O Conselho Nacional Sirio (CNS), a principal coligação de oposição ao regime de Assad, elegeu como novo líder um curdo exilado há 20 anos na Suécia pela sua moderação, apesar de ser desconhecido e não ter experiência política.

“Os nossos contactos com os rebeldes continuam, existem alguns pontos negativos, algumas incompreensões mas estamos a restaurar a relação para chegarmos a uma plataforma comum e a optimizar os esforços revolucionários no terreno.”

Saya respondeu às perguntas sobre o apoio de natureza política e material aos rebeldes

“No que diz respeito ao apoio de países árabes, devo dizer que este apoio é de natureza política e material e as ajudas chegam diretamente ao país e a todas as regiões”.
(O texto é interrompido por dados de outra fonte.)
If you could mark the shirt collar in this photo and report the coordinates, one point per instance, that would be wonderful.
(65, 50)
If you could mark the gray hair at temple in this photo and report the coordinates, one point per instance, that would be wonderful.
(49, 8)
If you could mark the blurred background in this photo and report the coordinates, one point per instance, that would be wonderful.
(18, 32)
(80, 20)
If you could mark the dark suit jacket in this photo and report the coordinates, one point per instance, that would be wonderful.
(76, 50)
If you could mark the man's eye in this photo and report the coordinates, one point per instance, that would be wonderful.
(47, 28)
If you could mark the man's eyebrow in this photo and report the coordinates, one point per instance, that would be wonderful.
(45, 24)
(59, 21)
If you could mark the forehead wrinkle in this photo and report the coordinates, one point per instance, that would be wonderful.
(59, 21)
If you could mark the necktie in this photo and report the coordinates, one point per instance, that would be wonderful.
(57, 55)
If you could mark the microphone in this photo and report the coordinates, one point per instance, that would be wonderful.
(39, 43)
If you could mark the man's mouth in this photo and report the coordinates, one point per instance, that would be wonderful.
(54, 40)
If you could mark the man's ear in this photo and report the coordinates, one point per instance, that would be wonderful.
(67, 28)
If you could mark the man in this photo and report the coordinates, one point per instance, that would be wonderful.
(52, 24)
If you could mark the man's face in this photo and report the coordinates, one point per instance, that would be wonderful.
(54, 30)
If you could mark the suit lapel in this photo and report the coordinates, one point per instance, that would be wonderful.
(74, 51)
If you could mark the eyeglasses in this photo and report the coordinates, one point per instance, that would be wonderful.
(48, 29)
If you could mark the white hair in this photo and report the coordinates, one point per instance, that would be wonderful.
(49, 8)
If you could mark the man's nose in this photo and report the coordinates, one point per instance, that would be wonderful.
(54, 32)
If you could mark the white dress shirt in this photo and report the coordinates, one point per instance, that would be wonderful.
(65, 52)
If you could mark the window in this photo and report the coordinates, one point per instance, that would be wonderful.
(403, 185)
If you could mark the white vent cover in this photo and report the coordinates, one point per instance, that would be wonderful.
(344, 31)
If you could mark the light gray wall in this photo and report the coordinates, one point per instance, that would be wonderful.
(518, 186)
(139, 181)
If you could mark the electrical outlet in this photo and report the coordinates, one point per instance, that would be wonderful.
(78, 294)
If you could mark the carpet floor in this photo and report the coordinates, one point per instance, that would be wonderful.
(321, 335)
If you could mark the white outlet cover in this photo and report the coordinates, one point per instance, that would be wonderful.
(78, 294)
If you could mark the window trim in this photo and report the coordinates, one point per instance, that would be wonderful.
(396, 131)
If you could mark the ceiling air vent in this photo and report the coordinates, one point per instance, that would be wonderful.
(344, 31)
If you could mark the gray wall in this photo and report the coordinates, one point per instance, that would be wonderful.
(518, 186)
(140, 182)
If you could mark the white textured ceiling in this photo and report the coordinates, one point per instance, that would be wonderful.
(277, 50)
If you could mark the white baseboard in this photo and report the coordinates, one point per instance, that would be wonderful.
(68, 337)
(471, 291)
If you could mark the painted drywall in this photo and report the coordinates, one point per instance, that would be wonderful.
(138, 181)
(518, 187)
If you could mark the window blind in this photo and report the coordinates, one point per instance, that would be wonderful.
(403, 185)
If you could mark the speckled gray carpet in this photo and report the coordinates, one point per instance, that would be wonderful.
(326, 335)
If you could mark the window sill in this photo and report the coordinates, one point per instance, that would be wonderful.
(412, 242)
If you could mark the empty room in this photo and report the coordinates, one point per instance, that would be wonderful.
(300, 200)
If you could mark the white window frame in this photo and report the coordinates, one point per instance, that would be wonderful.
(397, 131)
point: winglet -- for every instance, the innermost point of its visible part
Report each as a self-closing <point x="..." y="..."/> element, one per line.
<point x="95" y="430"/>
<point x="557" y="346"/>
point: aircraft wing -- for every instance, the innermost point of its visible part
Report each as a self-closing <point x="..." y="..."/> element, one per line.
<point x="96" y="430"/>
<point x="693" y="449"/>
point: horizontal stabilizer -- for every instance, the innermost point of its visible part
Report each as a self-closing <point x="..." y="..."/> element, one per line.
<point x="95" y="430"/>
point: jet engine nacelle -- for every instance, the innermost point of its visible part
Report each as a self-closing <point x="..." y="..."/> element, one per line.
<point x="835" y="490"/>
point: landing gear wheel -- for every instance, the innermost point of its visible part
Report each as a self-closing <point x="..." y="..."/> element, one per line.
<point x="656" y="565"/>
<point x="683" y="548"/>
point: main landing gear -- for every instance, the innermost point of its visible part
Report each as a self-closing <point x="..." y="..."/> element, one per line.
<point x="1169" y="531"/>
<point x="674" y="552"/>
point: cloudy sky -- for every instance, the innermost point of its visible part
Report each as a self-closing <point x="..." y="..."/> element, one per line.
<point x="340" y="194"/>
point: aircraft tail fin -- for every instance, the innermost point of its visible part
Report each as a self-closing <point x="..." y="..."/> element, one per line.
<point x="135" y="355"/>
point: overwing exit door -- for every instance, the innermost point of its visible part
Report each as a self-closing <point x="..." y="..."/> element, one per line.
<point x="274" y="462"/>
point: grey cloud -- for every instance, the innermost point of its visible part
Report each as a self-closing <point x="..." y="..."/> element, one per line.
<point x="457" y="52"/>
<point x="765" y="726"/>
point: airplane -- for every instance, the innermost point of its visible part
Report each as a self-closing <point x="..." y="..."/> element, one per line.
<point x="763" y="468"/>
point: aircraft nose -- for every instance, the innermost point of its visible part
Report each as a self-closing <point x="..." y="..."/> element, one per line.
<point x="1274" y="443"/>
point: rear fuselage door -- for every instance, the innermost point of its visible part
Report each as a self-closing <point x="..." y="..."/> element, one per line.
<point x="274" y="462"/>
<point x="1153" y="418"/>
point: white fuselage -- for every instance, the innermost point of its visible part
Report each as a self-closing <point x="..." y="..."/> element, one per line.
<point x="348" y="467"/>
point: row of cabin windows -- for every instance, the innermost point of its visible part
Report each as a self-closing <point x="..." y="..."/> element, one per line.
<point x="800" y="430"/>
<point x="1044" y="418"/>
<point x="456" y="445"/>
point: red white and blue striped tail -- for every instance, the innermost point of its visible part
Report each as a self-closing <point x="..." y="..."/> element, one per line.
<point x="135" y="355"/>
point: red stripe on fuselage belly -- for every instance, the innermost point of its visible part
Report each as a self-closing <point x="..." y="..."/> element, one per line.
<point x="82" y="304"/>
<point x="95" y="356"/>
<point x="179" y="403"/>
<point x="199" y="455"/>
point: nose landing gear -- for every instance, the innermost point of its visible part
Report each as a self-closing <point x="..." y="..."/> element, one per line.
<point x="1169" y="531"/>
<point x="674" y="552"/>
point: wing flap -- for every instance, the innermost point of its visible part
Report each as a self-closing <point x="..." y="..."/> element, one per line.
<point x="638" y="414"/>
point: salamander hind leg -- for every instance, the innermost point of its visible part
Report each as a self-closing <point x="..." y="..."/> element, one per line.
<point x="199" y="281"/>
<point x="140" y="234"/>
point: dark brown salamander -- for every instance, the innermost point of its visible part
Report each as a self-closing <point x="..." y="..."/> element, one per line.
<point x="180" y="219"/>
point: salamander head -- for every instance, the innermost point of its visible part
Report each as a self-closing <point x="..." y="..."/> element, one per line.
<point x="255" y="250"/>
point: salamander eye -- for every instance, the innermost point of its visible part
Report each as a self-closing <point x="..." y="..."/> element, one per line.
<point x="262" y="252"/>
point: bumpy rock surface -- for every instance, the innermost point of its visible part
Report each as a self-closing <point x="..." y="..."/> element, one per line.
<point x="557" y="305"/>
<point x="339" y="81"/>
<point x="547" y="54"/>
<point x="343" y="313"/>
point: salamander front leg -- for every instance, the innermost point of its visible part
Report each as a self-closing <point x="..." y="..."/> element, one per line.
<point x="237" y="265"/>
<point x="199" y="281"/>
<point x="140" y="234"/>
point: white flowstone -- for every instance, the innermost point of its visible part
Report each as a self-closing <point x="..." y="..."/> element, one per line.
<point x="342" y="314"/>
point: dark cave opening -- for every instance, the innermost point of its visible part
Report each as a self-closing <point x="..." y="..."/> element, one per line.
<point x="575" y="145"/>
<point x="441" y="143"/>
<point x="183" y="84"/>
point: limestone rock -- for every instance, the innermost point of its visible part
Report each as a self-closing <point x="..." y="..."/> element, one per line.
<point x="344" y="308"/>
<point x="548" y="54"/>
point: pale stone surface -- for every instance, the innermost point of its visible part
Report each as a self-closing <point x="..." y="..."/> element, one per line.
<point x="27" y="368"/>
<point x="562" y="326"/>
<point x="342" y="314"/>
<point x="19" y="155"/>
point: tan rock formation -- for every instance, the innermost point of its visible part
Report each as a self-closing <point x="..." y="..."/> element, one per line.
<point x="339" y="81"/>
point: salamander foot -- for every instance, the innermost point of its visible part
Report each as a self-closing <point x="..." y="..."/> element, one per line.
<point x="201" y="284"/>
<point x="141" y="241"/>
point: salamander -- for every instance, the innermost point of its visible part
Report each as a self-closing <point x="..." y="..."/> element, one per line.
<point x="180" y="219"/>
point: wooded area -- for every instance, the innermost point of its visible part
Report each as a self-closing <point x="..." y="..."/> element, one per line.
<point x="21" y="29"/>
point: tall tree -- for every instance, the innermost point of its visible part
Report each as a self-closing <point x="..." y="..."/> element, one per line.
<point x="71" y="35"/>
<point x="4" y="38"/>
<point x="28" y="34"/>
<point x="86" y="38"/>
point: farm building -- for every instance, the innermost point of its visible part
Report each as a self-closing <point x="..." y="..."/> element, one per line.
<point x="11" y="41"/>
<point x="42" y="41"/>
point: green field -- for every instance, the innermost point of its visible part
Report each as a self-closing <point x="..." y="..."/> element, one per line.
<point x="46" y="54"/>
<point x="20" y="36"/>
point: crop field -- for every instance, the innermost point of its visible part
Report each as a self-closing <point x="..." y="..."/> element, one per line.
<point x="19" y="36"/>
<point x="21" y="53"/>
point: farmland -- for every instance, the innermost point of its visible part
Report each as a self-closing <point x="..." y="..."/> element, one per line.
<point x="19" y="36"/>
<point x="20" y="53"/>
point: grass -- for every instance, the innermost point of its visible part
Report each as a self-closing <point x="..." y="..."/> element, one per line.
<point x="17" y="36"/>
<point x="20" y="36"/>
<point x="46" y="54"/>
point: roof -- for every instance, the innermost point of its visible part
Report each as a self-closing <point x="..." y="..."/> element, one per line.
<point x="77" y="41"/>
No terreno a guerrilha continua e as vítimas aumentam.

Um total de 14.115 pessoas, na sua maioria civis, morreram na Síria desde o início da revolta contra o regime de Bashar al-Assad em Março de 2011, anunciou o Observatório Sírio dos Direitos Humanos (OSDH).

A ONG contabiliza as mortes de 9.862 civis, 3.470 soldados e 783 desertores na repressão e nos combates. O OSDH considera civis os homens armados que lutam contra o regime.

A violência intensificou-se na Síria apesar da presença de 300 observadores da ONU responsáveis por supervisionar a trégua em vigor desde 12 de Abril e continuamente ignorada.
No sábado, pelo menos 111 pessoas, entre elas 83 civis e 28 soldados, morreram no país, segundo o OSDH.